Yükler: Jineoloji eksenli gazetecilikle eril dilden sıyrılıyoruz

ANKARA - Mezopotamya Kadın Gazeteciler Platformu üyesi Gazete Şûjin editörü Sibel Yükler, kadını parçalara bölmeyen, üçüncü sayfa ve magazin haberleri gibi nesneleştirmeyen, kadını bir bütün ele alarak odaklanan habercilik yaptıklarını belirtti. Yükler, jineoloji ve feminist eksenli gazetecilikle eril dilden sıyrılmaya çalıştıklarını vurguladı.

Kadını ve doğayı her alanda sömürmeye, yok etmeye çalışan ataerkil sistem, hakimiyeti altına almaya çalıştığı kadını medya alanında da nesneleştirmeye devam ediyor. Bu nedenle yaygın medyada kadınlara genel olarak üçüncü sayfa veya magazin haberlerinde yer veriliyor. Kadınlar medyada eril bir dil ve erkek bakış açısıyla görülüyor.

Gazete Şûjin editörü ve Mezopotamya Kadın Gazeteciler Platformu üyesi Sibel Yükler, medya organlarında hakim olan eril dili, kadın haberciliğini ve jineoloji eksenli bakış açısını değerlendirdi.

‘ATAERKİL SİSTEM ÖLDÜRMEKTEN BESLENEN BİR SİSTEM’

Dilde ve özde yok etme, görmezden gelme ve sömürme üzerine kurulu bir ataerkil sistem yapısı olduğuna dikkat çeken Yükler, medyayı da bu yapıdan ve toplumdaki yaygın söylemden bağımsız düşünmemek gerektiğinin altını çizdi. Yükler, “Ataerkil sistem sömürmekten, talan etmekten ve öldürmekten beslenen bir sistem. Öldürmenin ve avcılık kültürünün hâkim olduğu bu toplumsal yapı, doğal bir sonuç olarak medyadaki dile de yansımış durumda. Böyle olduğu için de ana akım medyada karşımıza çıkan ve adeta gözümüze sokulan şey kadın cinayetleri haberinde kullanılan dil üzerine oluyor. Bununla sınırlı değil elbette” diye konuştu.

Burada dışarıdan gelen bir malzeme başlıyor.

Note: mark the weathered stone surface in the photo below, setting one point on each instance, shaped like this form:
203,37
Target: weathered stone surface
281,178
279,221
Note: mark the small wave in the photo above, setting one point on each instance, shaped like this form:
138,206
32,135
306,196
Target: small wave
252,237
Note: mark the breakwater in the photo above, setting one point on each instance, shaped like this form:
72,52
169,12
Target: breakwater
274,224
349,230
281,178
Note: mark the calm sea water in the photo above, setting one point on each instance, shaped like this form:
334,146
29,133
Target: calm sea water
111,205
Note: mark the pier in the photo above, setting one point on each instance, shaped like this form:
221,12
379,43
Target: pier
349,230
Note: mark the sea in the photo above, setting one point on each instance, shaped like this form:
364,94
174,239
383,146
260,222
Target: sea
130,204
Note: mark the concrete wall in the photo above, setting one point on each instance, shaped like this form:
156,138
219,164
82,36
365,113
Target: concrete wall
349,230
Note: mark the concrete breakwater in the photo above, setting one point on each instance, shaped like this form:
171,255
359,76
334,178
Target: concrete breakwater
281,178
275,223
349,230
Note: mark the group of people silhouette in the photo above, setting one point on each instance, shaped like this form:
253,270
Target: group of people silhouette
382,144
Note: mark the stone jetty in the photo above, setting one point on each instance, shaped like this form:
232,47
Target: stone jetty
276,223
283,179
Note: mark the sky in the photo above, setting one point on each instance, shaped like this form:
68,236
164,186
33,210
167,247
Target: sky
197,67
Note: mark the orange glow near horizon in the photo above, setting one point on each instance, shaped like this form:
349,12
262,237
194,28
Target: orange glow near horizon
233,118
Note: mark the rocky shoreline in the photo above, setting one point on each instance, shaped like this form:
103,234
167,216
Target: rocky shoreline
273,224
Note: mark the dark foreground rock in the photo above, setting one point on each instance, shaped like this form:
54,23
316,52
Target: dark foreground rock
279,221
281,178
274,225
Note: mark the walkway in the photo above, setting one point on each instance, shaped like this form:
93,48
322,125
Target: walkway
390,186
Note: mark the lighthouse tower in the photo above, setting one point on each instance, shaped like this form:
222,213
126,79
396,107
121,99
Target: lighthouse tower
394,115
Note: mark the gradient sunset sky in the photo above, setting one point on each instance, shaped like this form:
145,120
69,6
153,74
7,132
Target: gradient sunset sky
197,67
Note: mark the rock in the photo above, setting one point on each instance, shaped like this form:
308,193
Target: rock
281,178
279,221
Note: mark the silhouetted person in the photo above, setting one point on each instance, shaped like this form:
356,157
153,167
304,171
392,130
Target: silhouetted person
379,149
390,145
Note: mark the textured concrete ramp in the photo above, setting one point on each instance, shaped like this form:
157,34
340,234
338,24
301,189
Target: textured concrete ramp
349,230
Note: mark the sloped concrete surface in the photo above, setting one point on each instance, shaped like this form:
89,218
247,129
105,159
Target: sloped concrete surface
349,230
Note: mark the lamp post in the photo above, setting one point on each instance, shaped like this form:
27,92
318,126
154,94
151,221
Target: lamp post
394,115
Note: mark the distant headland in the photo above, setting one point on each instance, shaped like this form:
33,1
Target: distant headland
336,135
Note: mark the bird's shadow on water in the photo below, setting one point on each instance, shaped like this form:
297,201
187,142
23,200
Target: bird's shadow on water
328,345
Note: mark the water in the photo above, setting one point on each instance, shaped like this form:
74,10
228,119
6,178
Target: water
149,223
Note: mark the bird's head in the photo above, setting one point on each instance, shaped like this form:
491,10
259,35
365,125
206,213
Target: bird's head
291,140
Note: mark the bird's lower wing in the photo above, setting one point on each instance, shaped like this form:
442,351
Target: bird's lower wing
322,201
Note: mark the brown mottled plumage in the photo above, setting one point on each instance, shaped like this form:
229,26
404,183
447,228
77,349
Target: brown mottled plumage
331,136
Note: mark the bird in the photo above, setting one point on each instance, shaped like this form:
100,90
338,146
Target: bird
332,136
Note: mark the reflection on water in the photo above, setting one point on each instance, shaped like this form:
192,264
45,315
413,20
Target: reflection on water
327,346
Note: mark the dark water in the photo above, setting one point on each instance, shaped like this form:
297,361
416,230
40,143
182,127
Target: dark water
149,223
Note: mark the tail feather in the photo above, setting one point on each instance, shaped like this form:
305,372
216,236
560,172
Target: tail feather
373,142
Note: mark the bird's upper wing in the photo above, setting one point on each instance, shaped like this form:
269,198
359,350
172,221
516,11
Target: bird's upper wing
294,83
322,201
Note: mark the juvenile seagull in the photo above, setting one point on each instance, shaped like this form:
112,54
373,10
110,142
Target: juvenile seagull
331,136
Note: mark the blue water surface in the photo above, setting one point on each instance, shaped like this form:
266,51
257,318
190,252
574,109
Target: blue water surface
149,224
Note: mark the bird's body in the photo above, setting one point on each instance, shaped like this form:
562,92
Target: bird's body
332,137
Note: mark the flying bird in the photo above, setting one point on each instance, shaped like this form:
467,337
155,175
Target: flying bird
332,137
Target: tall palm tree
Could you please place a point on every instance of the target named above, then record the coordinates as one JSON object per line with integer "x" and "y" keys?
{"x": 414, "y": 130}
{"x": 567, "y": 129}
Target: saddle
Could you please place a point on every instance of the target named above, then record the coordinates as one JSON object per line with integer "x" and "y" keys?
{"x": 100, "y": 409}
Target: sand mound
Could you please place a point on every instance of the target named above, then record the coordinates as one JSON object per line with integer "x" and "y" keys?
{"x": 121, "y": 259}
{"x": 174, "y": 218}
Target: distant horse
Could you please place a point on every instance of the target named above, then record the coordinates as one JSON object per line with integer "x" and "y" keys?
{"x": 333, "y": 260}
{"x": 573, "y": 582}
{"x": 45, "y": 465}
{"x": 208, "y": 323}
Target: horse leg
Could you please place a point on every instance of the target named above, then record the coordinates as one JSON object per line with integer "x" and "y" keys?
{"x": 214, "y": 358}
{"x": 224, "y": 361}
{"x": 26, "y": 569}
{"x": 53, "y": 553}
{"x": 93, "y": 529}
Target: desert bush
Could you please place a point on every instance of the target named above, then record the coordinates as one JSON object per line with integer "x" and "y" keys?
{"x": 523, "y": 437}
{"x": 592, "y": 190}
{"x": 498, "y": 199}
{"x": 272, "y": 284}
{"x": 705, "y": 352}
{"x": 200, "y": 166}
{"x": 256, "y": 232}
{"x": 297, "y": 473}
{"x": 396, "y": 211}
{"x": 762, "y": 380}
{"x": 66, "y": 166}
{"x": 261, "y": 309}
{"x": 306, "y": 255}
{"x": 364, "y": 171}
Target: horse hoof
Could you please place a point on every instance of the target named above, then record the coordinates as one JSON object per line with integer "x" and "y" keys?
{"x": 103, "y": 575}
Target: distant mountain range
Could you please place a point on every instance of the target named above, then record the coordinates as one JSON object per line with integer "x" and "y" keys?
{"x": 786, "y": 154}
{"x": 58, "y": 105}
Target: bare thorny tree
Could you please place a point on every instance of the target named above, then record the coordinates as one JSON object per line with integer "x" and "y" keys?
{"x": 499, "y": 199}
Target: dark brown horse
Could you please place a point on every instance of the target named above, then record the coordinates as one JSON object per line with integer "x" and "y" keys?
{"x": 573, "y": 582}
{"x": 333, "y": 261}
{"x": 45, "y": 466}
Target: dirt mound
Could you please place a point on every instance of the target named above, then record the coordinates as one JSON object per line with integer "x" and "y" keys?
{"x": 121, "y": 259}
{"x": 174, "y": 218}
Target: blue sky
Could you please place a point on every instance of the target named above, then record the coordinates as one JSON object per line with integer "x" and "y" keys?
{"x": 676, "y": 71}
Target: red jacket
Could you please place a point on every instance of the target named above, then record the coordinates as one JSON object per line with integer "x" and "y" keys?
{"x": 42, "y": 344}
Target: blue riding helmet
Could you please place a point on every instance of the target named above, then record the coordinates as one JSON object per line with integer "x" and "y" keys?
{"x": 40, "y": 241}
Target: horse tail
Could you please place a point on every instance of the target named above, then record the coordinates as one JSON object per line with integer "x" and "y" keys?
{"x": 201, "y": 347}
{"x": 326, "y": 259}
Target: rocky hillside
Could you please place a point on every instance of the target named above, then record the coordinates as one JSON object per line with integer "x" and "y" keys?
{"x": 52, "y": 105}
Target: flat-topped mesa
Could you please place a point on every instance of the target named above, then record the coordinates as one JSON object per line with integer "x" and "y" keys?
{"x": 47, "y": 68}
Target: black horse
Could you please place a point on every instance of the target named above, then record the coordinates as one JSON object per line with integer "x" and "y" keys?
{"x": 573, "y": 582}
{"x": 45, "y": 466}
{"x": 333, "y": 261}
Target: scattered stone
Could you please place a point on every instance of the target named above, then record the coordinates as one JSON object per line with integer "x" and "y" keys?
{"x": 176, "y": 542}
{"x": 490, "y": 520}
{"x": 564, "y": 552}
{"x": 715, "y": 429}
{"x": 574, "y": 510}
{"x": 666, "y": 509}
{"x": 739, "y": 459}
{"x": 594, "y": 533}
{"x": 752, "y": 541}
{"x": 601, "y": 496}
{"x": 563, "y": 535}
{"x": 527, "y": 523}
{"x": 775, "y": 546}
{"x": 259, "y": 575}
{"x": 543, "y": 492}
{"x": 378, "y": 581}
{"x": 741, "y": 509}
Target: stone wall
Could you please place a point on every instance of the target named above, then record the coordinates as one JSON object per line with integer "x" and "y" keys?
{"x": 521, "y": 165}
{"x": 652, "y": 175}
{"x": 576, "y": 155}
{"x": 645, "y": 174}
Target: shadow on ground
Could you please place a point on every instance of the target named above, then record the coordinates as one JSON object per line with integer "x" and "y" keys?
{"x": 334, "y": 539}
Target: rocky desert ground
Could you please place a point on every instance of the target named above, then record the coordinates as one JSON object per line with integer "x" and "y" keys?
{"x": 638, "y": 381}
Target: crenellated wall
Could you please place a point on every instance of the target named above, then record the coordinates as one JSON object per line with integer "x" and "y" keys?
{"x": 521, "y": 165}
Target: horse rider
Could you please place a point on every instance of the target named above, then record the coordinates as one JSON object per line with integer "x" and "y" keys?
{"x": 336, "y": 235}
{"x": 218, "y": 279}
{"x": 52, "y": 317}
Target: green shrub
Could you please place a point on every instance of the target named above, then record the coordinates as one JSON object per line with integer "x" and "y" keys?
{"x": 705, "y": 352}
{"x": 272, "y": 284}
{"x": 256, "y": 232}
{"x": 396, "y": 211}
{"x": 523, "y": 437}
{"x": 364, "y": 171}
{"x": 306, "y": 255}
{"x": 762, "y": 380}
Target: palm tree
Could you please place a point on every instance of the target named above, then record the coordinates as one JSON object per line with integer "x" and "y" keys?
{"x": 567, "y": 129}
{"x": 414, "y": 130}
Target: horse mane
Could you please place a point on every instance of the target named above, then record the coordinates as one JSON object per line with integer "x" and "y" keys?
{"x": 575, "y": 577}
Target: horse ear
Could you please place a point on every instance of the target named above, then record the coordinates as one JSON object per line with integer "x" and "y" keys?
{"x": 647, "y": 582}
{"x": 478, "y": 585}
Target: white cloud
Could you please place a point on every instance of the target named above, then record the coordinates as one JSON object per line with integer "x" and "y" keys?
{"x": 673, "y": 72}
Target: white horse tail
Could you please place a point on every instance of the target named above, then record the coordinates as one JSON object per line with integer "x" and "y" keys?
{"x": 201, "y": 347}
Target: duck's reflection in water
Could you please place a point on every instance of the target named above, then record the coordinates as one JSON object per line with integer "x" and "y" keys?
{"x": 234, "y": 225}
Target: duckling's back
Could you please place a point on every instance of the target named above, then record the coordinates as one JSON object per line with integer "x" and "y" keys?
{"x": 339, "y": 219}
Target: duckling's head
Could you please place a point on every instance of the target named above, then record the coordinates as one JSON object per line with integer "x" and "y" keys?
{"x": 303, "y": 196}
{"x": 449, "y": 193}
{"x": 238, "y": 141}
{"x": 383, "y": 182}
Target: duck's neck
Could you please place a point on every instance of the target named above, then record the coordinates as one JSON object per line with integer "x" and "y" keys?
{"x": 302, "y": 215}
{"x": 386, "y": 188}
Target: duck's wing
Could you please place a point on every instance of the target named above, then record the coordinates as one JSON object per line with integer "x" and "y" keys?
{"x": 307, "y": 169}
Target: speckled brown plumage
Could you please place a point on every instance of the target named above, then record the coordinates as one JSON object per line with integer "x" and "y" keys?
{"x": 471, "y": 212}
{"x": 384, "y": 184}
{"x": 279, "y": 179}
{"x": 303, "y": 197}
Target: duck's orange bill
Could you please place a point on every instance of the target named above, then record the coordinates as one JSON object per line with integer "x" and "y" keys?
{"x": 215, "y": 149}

‘KADINI GÖRMEZDEN GELMEK DE ERİL BAKIŞ AÇISI’

Medyaya hâkim olan eril dilin, yalnızca kadın cinayetlerinde ya da cinsel istismar haberlerin de kullanılan sıfatlarla sınırlı olmadığını vurgulayan Yükler, haberlerde kadını görmezlikten gelmenin, kadın kimliği yerine "makul görülen" özelliklerle yer vermenin veya temsiliyet oluşturmanın da eril bakış açısının ürünü olduğunu dile getirdi.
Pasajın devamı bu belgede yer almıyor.